The Court agrees with Judge Maynard that when considering the D&O policy as a whole, it would be inappropriate to construe the Professional Services Exception so broadly that it covers "every kind of professional service imaginable." DE 73 at 15. Defendant appears to concede this. See DE 75 at 6 ("Not all services are excluded under the Policy."). Further, Defendant has failed to persuade the Court that every allegation in the Underlying Complaint is covered by the Professional Services Exception, particularly when construing the exclusion narrowly. Judge Maynard cites multiple allegations in the Underlying Complaint that do not constitute "Professional Services," but rather business decisions made by Plaintiffs. See DE 73 at 14. And while Defendant suggests that "a reasonable person could conclude that allegations pertaining to business decisions that Plaintiff made could" fall within the Professional Services Exception [DE 75 at 6], that is neither the applicable standard nor language from the D&O policy. Defendant's objections regarding the Professional Services Exclusion thus fail.

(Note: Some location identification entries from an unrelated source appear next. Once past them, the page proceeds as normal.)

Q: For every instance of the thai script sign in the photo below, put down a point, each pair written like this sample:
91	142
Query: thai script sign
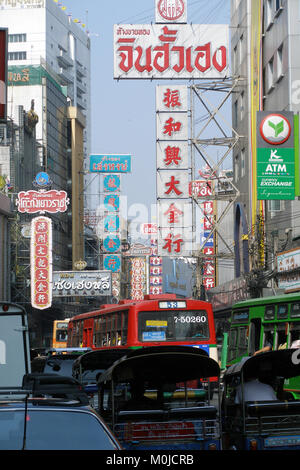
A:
81	283
51	201
3	73
171	11
41	262
275	156
170	51
147	229
110	163
288	269
23	3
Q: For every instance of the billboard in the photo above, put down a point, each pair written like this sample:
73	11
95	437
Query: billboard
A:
110	163
171	11
275	155
3	73
171	51
81	283
41	262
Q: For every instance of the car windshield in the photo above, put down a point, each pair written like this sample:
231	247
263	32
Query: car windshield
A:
53	430
167	325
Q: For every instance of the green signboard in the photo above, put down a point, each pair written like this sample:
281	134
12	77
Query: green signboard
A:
275	173
275	156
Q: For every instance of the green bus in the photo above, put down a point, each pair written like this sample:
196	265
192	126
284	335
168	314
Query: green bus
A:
255	323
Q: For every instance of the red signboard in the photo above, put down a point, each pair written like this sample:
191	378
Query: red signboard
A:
52	201
41	262
148	228
3	73
159	431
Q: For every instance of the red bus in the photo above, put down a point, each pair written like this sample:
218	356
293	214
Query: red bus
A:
157	320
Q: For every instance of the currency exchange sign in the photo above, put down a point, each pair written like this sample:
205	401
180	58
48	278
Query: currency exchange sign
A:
275	156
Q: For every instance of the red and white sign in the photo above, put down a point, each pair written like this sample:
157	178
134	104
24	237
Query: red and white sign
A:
52	201
138	278
200	188
147	229
3	73
172	51
171	11
155	290
41	262
172	155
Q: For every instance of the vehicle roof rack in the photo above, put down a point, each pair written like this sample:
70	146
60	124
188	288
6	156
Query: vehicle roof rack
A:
54	386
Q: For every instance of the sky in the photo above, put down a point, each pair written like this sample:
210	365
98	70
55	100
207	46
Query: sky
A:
123	112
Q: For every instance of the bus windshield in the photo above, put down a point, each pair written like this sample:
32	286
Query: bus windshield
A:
182	325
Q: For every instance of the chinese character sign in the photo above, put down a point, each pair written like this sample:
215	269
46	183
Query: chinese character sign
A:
173	172
41	262
138	278
171	11
172	51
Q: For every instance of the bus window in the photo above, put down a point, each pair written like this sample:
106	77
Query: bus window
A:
281	336
254	335
295	310
282	311
242	341
270	312
232	344
294	336
268	337
124	328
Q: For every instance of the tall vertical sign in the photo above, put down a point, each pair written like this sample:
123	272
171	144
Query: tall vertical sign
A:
173	175
41	262
3	73
275	155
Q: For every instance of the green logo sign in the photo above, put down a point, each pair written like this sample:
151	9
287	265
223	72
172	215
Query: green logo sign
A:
275	129
275	173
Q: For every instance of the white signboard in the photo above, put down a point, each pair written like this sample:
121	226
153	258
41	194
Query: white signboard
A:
172	155
173	51
175	242
170	11
81	283
175	213
171	98
287	267
172	126
172	184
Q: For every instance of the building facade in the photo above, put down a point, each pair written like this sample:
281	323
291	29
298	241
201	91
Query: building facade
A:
264	45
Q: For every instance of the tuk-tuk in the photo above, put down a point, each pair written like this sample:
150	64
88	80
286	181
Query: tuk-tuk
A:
146	399
257	424
89	366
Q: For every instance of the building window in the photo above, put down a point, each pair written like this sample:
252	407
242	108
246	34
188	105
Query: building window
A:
242	105
241	48
235	114
234	60
17	38
270	74
278	7
236	168
268	14
276	205
17	55
243	163
279	63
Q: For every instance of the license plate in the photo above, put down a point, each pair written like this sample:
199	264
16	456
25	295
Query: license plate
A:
282	441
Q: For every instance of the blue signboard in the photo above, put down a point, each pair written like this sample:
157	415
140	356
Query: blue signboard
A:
112	263
112	183
154	336
111	243
112	202
110	163
111	223
210	240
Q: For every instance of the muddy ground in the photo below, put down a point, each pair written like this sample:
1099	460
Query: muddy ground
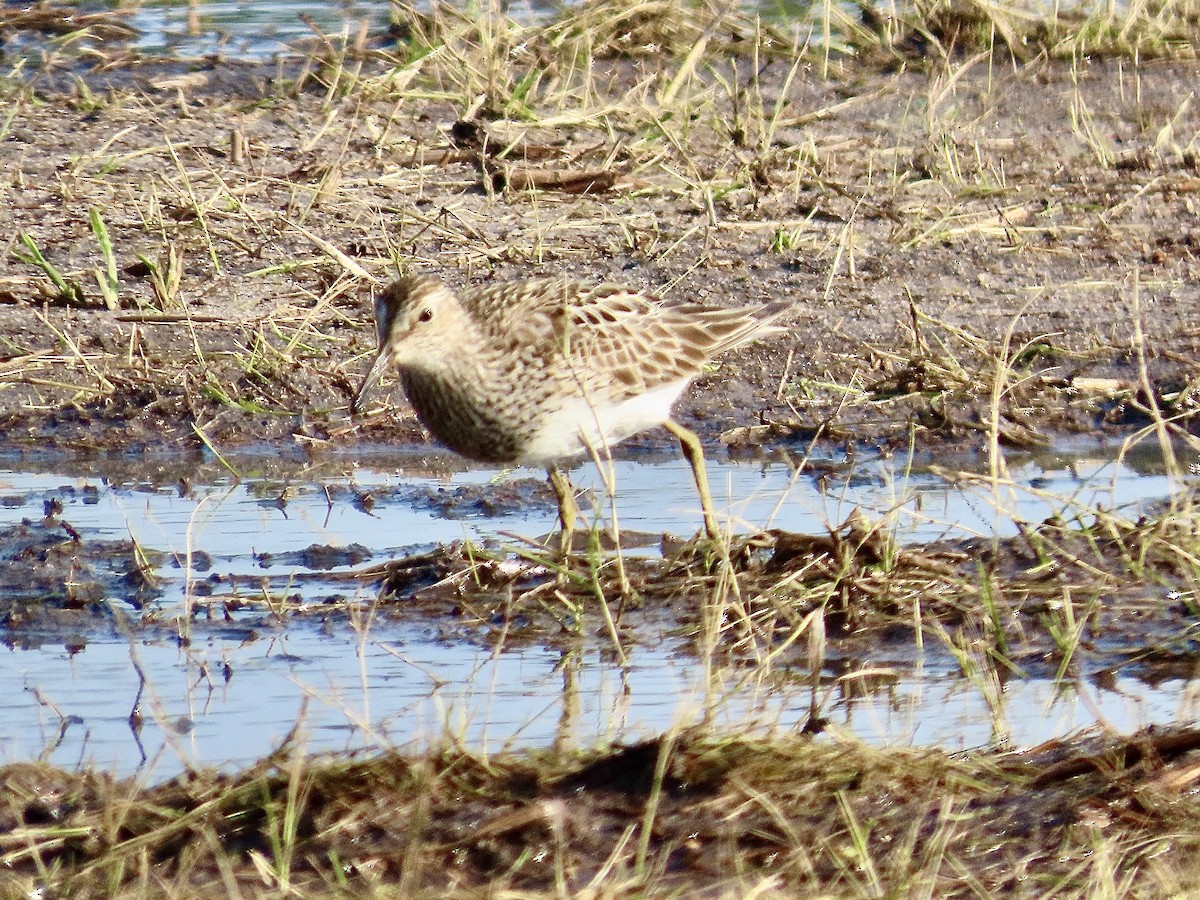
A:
978	251
917	220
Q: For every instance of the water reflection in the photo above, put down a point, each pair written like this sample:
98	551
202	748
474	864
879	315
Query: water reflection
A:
234	689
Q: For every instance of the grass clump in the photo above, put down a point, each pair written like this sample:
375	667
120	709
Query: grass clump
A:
790	816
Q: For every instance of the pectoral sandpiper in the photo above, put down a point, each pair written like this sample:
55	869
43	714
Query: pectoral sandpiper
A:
537	372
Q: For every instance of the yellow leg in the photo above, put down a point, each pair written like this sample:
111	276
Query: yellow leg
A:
695	455
568	510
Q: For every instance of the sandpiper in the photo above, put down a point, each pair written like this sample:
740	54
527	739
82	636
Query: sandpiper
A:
539	372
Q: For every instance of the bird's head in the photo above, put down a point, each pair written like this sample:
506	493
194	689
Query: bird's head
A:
419	325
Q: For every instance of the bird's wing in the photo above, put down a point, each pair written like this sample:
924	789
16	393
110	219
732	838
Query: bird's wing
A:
617	342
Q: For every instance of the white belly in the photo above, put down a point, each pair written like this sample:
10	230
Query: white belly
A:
580	425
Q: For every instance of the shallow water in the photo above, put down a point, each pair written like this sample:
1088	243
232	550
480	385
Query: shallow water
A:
239	687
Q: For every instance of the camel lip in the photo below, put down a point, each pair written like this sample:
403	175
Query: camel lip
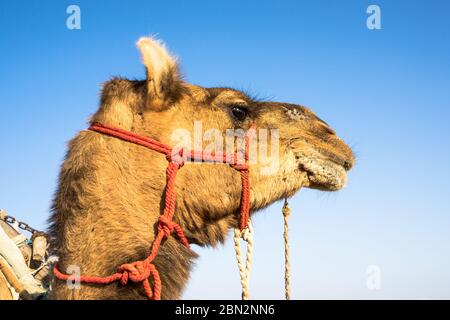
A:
324	174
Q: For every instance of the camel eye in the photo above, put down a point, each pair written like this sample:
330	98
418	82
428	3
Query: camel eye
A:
239	112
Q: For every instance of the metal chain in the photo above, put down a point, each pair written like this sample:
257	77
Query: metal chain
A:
22	225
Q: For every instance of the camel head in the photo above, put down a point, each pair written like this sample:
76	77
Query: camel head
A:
112	190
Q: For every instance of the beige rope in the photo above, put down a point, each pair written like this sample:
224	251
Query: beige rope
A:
244	269
287	277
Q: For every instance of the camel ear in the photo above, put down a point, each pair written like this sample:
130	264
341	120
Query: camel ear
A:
164	84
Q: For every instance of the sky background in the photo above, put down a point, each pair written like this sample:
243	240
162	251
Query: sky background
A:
386	92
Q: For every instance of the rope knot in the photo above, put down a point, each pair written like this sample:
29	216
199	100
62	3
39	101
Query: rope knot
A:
239	166
176	157
165	225
137	272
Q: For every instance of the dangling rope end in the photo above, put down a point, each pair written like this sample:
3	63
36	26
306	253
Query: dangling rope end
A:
287	277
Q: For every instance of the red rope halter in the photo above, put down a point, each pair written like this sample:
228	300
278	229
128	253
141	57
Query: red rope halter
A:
141	271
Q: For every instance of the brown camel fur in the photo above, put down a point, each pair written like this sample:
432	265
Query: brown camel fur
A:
110	192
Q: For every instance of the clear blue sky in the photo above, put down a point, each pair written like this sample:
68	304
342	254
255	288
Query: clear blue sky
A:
385	91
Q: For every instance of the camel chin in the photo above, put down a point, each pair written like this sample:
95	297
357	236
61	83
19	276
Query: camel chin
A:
323	174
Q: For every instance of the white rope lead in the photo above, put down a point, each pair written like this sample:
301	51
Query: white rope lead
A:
287	269
244	269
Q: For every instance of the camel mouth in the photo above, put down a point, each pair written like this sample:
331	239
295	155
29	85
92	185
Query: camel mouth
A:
323	174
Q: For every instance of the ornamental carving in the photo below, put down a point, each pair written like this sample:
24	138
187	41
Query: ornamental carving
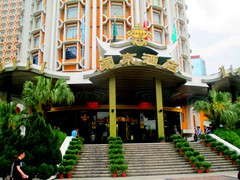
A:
139	35
107	63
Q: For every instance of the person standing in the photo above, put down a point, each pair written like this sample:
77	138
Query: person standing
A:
18	174
74	133
199	132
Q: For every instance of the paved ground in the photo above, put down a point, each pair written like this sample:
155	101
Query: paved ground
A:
230	175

B. Managed Care Activity Exclusion
Defendant argues that the Managed Care Activity Exclusion eliminates coverage for Plaintiffs. Defendant states that Count III of the Underlying Complaint (Violations of Florida Statutes § 415.1111) falls within the exclusion "because it relates to the management of the nursing home and excludes breaches of duty, failure to follow adequate practice parameters or protocols, and neglect." DE 75 at 7. More specifically, "[e]xploiting vulnerable adults by taking their assets is excluded as a breach of duty and as a failure to perform a Managed Care Activity. Id. Defendant states:
The gist of the underlying Complaint is financial fraud. Every act alleged in the Complaint is in furtherance of that fraud. The Managed Care Exclusion eliminates coverage for "any act, error, omission, misleading statement, misstatement, neglect, or breach of duty, committed or attempted by any Insured in the performance of, or failure to perform any Managed Care Activity." Ms. Coombs is in a managed care facility and is a high acuity level resident requiring extra special attention. "Any act" related to a "misleading statement, misstatement, neglect, or breach of duty" surrounding her management at the facility would be excluded. Every allegation of the Complaint relates to an attempt to take financial advantage of her through misstatement, neglect, or breach of duty.Id. at 7-8.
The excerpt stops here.